Уже под конец выступления Дрыгова мне почудился льющийся откуда-то сверху тяжелый монотонный гул и, подняв голову, я посмотрел в небо. Пересекая озаренную солнцем синеву, там черной вороньей стаей тянулись в сторону Сенокосова восемь тысяч начиненных смертью натовских бомбардировщиков.
Я огляделся по сторонам. Подчиняясь всеобщему духу тусовки, толпа завороженно внимала выступающему, не обращая внимания ни на какие самолеты над головой. И я тоже стал смотреть на сцену.
Следующей к одетому в презерватив микрофону подошла украинская поэтесса и, как она сама о себе добавила — «прэдставныця ордэна куртуазных бубабыстив» — Роксана Забодужко, прочитавшая объемный рифмованный манифест под названием «Монолог Хохлуши», начинавшийся с такого признания:
— Я — с вами! — прогремел, венчая её выступление, высоко над головами президентский голос. — Я — с вами!..
Глава Ч (90)
ЧЕРВЬ тревоги, зашевелившийся во мне при появлении НАТОвских бомбардировщиков, разрастался все больше и больше, заслоняя все происходящее на эстраде и заставляя меня то и дело поглядывать в небо.
— Слушай, ты скоро выступаешь? — шепнул я на ухо Борису.
— Сказали, что в первой десятке. А что?
— Да так… Чего читать будешь, решил?
— Да уж не «Русь — не трусь». Есть у меня одно коронное стихотворение.
Я заставил себя успокоиться и принялся ожидать выхода Таракьянца.
— Я — с вами! — в очередной раз прогремел над головами бас гаранта Конституции. — Я — с вами!
«Лучше бы ты был сейчас с сенокосовцами», — подумал я, скашивая взгляд в сторону все ещё тянущихся по небу железных птиц…
А минут через двадцать — двадцать пять ведущий стиходрома объявил, наконец, и фамилию Бориса.
Глава Ш
— ША, чуваки, я выступаю! — предупредил он и, легко вспрыгнув на доски помоста, направился к стойке микрофона.
Глава Щ
«ЩАстя — воно як лампочка у хати, щаслыву людыну за тры киломэтра выдно», — эти произнесенные когда-то мамой слова сами выплыли из недр моей памяти, когда я увидел лицо подходящего к микрофону Бориса. Он действительно сиял так, будто внутри его организма включили тысячеваттный светильник — казалось, свет прямо изливается из его глаз, из открывшегося в счастливой улыбке рта, стекает с курчавых смоляных волос…
«Ша, чуваки!» — словно бы говорил он, поднимая в приветствии руку.
Откликаясь на поданный знак, толпа тоже вскинула в небо растопыренные рожками пальцы, ответила тысячеголосым приветствующим ревом, и… И в это самое мгновение воздух вдруг наполнился каким-то непонятным, похожим на завывающий в печной трубе ветер, воем и свистом…
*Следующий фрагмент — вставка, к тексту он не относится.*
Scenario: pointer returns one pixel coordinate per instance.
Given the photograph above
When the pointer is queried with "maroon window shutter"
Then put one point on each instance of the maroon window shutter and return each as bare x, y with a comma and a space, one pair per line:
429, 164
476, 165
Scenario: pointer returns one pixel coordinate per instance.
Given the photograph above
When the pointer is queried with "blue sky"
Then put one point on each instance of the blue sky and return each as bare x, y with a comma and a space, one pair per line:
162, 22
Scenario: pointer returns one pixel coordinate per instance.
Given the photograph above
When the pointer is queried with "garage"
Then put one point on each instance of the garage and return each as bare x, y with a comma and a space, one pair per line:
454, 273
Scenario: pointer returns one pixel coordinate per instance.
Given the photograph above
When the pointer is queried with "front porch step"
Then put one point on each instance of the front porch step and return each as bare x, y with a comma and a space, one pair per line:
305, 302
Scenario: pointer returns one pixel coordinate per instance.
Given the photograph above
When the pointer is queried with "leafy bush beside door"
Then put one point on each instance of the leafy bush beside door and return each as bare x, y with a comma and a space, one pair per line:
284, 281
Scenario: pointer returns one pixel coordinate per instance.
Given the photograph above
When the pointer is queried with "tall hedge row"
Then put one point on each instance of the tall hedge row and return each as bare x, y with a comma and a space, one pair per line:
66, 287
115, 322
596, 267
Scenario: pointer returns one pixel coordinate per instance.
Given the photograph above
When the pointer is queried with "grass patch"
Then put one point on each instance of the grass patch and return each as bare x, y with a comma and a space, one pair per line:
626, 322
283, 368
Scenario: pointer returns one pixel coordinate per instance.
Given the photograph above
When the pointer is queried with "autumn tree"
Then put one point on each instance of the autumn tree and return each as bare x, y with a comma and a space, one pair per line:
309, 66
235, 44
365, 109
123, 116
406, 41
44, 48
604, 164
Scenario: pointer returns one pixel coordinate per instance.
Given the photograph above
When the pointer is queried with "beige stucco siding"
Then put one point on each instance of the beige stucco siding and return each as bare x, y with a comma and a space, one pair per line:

Как будет объяснено потом в средствах массовой информации, у одного из пролетавших над Москвой натовских бомбардировщиков по чисто технической неисправности оторвалась из-под крыла ракета, которая и упала в момент проведения стиходрома за кремлевскую стену — примерно туда, где была установлена выдвижная крановая стрела с площадкой для Президента.
В моей оглушенной взрывом памяти, словно в замедленной съемке немого кино, до сих пор сохраняются кадры того, как из-за зубчато-красной стены Кремля вдруг вырастает черный, с проблесками огня, столб взрыва, и ссеченная его острой волной, от тела гаранта Конституции отделяется его седоволосая крупная голова и, описав в воздухе высокую дугу, падает прямо на голову подошедшему к микрофону Борьке. Я вижу, как сбитый с ног этим ударом, он валится на доски помоста, как в инстинктивном защитном движении приседает к булыжной мостовой стоящая на площади толпа, и как начинает медленно клониться в сторону Москвы-реки сносимое ветерком черное облако дыма…
Восприятие действительности возвратилось внезапно — я вдруг обнаружил себя, не заметив, когда, присевшим на корточки и обхватившим голову руками. В ушах у меня отчаянно звенело. Тряхнув головой, я попытался освободиться от этого звона, но ничего не получилось.
Тогда я оглянулся направо, налево…
И догадался, что это гудит не у меня в ушах, а вокруг.